La juriste est allée plus loin, dénonçant ce qu’elle nomme une “intimidation institutionnelle”, savamment emballée dans la rhétorique de la protection du justiciable. Selon elle, certains avocats multiplient les exceptions de “défaut de qualité” contre les conseils juridiques devant les juges. Non pas pour défendre la loi, mais pour défendre leur territoire, leurs honoraires, et leur prestige. Du juridisme version mafia douce. Ce n’est pas une guerre juridique. C’est une guerre commerciale déguisée en débat doctrinal.
Le ministère de la Justice, grand oublié volontaire
Un détail semble échapper aux partisans du monopole : les conseils juridiques ne relèvent pas du Barreau. Pas plus qu’un notaire ne relève d’un club de foot. Ils sont encadrés par le ministère de la Justice. Point. La tentative du Barreau de s’ériger en autorité hiérarchique sur des professionnels qui ne dépendent pas de lui ressemble fort à un excès de pouvoir… en costume trois pièces. Et qui dit excès de pouvoir dit contentieux administratif, un terrain où le Barreau risque de perdre plus de plumes que prévu. Et si le vrai problème, c’était l’accès au droit ?

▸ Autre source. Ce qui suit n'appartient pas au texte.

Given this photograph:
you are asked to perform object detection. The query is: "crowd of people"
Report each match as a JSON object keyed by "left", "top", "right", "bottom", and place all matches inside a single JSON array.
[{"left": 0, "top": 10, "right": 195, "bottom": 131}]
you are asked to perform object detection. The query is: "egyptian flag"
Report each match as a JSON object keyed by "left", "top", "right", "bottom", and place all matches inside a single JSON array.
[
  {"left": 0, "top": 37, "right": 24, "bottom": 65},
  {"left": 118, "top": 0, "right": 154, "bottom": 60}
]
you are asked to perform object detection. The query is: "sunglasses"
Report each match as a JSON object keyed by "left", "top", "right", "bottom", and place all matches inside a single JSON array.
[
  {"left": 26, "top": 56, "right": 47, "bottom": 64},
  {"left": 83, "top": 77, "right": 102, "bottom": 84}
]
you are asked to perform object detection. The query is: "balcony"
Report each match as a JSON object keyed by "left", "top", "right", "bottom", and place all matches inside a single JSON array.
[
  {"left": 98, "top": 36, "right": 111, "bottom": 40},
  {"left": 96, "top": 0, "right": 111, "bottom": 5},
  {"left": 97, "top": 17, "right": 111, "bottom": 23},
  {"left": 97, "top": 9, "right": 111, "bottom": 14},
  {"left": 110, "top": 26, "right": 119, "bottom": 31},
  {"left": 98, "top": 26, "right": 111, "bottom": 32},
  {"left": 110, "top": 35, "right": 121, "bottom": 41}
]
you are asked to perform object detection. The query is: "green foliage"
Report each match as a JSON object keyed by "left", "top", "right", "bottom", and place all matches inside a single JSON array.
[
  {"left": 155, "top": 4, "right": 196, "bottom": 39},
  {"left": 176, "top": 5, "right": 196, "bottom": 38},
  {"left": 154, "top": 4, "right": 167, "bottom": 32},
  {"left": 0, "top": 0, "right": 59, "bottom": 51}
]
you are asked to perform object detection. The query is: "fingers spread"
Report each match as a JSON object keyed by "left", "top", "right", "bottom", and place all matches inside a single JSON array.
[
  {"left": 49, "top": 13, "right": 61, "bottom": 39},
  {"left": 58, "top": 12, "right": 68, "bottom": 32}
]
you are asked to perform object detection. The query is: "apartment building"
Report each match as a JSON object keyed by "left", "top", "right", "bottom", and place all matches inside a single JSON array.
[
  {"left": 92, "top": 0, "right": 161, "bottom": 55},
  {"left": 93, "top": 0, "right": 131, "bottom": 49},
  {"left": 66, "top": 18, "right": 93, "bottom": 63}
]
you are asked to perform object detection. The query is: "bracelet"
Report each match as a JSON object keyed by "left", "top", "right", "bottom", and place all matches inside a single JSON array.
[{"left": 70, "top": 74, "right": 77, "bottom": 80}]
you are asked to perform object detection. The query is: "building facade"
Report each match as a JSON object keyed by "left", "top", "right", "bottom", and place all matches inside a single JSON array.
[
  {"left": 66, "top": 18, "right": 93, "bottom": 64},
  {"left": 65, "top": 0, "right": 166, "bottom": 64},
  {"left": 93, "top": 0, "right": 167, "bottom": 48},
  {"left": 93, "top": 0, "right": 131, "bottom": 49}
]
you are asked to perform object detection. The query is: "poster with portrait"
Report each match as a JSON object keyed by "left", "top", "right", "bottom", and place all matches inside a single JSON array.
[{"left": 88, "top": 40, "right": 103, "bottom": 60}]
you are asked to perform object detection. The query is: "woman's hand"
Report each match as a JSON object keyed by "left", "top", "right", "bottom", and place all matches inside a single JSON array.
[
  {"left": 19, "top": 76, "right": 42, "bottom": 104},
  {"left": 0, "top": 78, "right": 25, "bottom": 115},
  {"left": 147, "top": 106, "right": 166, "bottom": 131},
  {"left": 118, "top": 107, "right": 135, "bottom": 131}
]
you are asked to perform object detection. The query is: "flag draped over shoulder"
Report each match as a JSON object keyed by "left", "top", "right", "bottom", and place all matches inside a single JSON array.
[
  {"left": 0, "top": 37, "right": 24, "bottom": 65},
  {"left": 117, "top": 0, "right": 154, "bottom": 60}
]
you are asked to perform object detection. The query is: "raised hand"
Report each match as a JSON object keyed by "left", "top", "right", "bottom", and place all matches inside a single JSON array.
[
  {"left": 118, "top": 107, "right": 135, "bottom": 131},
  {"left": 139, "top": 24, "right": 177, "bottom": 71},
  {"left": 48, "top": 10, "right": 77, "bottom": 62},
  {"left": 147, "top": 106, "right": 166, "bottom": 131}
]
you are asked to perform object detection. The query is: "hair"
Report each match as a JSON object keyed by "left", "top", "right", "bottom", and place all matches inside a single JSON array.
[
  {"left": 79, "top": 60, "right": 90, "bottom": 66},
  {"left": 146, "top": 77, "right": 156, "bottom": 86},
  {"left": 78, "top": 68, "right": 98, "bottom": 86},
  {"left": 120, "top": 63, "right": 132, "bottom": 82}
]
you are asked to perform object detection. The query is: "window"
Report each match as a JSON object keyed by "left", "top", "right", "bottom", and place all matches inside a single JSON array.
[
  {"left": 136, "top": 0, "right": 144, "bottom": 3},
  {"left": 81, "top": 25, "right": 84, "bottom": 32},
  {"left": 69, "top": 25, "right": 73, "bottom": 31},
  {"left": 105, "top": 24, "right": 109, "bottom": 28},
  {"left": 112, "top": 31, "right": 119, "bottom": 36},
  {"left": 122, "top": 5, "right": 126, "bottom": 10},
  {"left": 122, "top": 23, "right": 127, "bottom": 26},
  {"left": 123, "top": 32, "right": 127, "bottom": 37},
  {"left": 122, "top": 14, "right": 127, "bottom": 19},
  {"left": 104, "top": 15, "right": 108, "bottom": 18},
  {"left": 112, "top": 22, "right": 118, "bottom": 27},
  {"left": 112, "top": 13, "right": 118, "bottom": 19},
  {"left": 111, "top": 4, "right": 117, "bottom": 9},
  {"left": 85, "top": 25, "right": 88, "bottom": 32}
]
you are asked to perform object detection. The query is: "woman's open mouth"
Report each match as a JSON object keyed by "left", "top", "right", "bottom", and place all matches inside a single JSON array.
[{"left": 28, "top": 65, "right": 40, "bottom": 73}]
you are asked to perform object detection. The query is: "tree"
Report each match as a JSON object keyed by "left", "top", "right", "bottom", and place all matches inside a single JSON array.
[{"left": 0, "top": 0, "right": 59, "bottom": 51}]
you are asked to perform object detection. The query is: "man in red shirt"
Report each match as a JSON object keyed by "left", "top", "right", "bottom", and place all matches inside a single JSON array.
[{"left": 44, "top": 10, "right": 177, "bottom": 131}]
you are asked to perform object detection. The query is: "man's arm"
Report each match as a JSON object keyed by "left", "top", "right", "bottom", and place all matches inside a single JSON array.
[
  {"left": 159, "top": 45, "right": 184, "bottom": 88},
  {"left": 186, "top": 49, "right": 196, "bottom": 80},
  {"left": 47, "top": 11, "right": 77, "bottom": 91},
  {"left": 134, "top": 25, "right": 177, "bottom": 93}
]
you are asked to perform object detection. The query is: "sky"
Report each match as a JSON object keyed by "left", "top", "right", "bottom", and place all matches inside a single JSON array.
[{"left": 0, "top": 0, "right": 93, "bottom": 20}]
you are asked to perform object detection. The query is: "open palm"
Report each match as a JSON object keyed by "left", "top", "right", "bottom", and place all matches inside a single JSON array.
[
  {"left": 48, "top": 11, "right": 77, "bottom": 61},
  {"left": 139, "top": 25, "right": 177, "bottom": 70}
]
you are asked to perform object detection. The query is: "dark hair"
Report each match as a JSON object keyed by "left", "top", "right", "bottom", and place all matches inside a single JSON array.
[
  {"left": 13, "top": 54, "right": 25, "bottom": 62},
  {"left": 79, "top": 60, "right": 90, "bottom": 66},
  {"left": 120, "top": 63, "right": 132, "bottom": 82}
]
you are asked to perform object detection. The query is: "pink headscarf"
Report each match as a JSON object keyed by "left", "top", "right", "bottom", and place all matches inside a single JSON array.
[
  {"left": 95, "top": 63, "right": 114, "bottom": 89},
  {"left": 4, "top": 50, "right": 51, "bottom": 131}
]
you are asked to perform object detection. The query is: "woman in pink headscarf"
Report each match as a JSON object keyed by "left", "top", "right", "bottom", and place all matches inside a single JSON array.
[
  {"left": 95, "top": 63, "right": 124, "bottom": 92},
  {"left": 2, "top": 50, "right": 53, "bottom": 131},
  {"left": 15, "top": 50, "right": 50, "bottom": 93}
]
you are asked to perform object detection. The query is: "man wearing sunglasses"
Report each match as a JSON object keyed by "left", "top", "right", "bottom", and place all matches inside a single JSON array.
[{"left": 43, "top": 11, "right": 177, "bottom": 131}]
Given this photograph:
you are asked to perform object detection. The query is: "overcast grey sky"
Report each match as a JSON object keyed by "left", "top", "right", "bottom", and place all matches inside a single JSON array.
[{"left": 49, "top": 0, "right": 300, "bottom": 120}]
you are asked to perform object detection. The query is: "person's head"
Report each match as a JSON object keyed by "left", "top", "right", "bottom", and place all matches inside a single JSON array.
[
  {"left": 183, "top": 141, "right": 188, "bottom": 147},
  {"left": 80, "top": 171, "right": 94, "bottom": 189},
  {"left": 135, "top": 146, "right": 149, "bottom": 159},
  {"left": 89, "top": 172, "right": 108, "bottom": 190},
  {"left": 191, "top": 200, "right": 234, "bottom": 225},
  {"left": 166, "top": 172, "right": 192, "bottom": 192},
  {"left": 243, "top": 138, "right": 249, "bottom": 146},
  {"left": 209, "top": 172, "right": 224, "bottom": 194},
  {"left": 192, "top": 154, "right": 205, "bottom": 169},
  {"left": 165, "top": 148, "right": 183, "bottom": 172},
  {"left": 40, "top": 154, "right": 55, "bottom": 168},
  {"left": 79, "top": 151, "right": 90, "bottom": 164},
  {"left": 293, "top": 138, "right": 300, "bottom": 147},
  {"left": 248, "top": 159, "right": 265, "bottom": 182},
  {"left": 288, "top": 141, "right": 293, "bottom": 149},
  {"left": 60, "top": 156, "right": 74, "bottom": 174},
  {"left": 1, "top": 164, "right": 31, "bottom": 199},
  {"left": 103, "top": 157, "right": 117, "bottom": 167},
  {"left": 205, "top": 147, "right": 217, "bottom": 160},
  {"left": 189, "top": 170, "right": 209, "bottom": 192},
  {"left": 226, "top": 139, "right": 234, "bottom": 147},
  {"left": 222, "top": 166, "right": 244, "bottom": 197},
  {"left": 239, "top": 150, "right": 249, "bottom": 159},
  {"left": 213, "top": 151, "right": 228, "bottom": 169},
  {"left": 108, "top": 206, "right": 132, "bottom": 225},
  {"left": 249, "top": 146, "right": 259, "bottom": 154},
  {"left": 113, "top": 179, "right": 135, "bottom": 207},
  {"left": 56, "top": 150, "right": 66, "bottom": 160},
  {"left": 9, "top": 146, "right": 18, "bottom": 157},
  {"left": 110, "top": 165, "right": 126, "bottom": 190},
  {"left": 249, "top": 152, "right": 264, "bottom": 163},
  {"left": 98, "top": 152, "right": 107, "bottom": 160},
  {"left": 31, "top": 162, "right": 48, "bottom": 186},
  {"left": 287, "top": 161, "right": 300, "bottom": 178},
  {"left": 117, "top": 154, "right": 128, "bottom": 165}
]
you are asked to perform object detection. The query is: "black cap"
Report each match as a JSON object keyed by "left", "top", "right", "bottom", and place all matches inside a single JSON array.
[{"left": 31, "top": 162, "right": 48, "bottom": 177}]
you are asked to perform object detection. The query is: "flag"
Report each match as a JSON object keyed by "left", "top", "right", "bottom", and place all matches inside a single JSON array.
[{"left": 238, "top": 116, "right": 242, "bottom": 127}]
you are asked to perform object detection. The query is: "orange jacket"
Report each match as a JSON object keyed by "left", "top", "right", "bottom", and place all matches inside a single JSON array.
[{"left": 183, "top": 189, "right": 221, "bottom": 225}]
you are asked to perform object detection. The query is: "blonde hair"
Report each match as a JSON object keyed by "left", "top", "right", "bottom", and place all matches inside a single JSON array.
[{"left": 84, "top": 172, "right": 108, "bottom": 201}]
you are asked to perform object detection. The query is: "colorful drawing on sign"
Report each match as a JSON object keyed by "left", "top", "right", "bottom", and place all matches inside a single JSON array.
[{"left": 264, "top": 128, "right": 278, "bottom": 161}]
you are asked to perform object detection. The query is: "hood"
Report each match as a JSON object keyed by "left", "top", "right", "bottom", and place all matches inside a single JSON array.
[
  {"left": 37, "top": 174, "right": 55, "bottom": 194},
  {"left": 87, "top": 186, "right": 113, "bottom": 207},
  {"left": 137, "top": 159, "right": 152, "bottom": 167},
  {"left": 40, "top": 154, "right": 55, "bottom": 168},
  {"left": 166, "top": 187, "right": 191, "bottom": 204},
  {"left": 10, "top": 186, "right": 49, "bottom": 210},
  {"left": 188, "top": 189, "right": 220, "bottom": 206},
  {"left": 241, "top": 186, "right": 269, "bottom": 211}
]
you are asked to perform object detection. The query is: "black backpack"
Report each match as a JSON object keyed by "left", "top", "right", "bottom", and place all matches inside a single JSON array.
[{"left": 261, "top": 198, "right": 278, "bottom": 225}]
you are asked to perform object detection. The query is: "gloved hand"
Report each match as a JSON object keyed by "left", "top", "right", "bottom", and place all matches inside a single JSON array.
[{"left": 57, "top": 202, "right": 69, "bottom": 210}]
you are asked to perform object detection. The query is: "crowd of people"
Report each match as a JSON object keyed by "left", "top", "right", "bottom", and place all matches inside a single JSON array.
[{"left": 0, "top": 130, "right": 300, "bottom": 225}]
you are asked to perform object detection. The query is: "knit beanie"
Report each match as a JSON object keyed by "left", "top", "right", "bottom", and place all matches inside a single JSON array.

Parce que derrière le débat sur un titre, se cache un enjeu autrement plus sérieux : celui d’un accès équitable à la justice. Marlène Essola rappelle que les conseils juridiques sont souvent : plus accessibles financièrement, plus proches des populations, et plus diversifiés dans leurs domaines d’intervention. Autrement dit, leur existence empêche l’émergence d’un monopole élitiste qui laisserait les justiciables modestes sur le carreau. On comprend mieux pourquoi certains voudraient les renvoyer à l’arrière-cour.
Les “kongossas juridiques” comme gouvernance
Dans un final ciselé, la juriste appelle à l’apaisement, tout en invitant les institutions à arrêter de gouverner par rumeur, interprétation fantaisiste et potins juridiques. Les “kongossas juridiques”, dit-elle, doivent cesser. Autrement dit : moins de commérages, plus de droit. Son intervention a au moins eu un mérite : exposer au grand jour un conflit que l’on tentait de régler en coulisses, dans les salons sombres où les robes se froissent plus vite que les lois ne s’appliquent. Reste à savoir si le Barreau acceptera d’ouvrir les fenêtres.